GUANABACOA STRUGGLES

That overweening oversight on the warriors’ part – not taking Cubans into account as fervently as they do Cuban exiles – is a big reason their Cuba policy, original and sequel, hasn't effected regime reform even as the island flirts with bankruptcy. But it’s why, in the long run, engagement has a shot.

To better understand that, I’d recommend the warriors read Anthony DePalma’s insightful and moving new book, “The Cubans: Ordinary Lives in Extraordinary Times” – a portrait not of Miami’s denizens but of Guanabacoa’s.

Guanabacoa is a historic Cuban town across the harbor from Havana. In it DePalma, a former New York Times correspondent, profiles folks whose long marriage to the revolution is estranged if not in bitter divorce proceedings. But they’re helpless to alter Cuba’s bleak, repressive situation, let alone rise up against it – as the warriors keep believing ever-tighter pressure on the regime will inevitably impel them to do.

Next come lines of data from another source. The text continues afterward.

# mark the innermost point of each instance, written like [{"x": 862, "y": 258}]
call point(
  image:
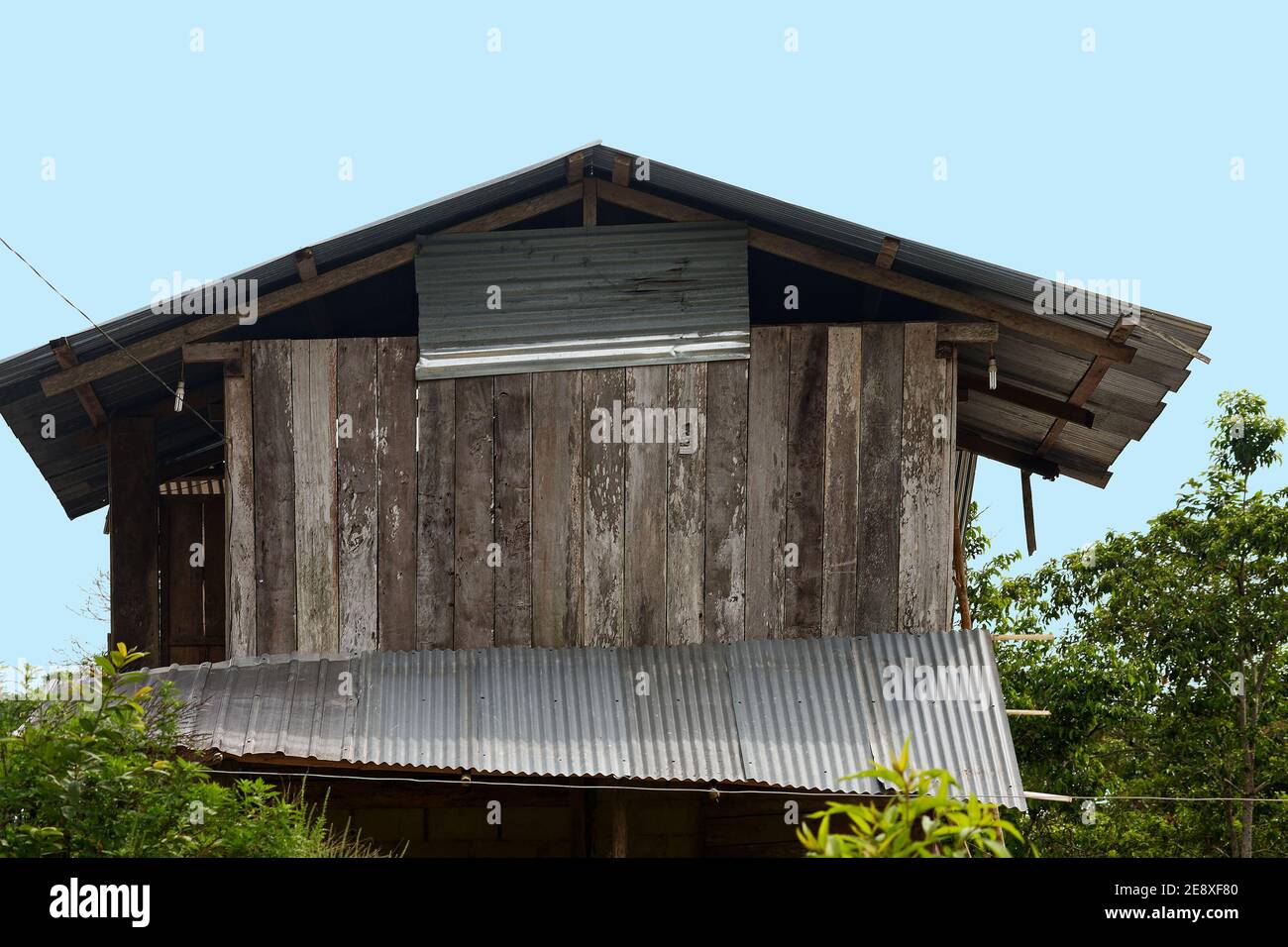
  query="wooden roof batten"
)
[{"x": 879, "y": 274}]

Their quotidian struggles range from the irksome (keeping birthday cakes from getting destroyed on buses because there are no cardboard bakery boxes) to the gruesome (a loyal revolutionary houses her dementia-ravaged father in a closet because public elder care has collapsed). DePalma reminds us these Cubans are far too preoccupied with finding ways around the island’s economic disaster to tear down their own Iron Curtain.

“That resourcefulness became one of their greatest strengths but also their most paralyzing weakness,” DePalma writes, “because adapting to hardship kept them from demanding change and addressing the underlying problems of Cuba’s reality.”

Engaging them – especially the U.S. visitor engagement that buoys their independent private businesses and affords them personal contact with Americans’ democratic ideals – holds more potential for undermining the regime than isolating them does, especially after the regime’s old guard is gone.

That doesn’t mean it’ll free us of Cuba’s commie claptrap in one year or even three. But ask yourselves, cold warriors: do you really want to risk it hanging around for another half century?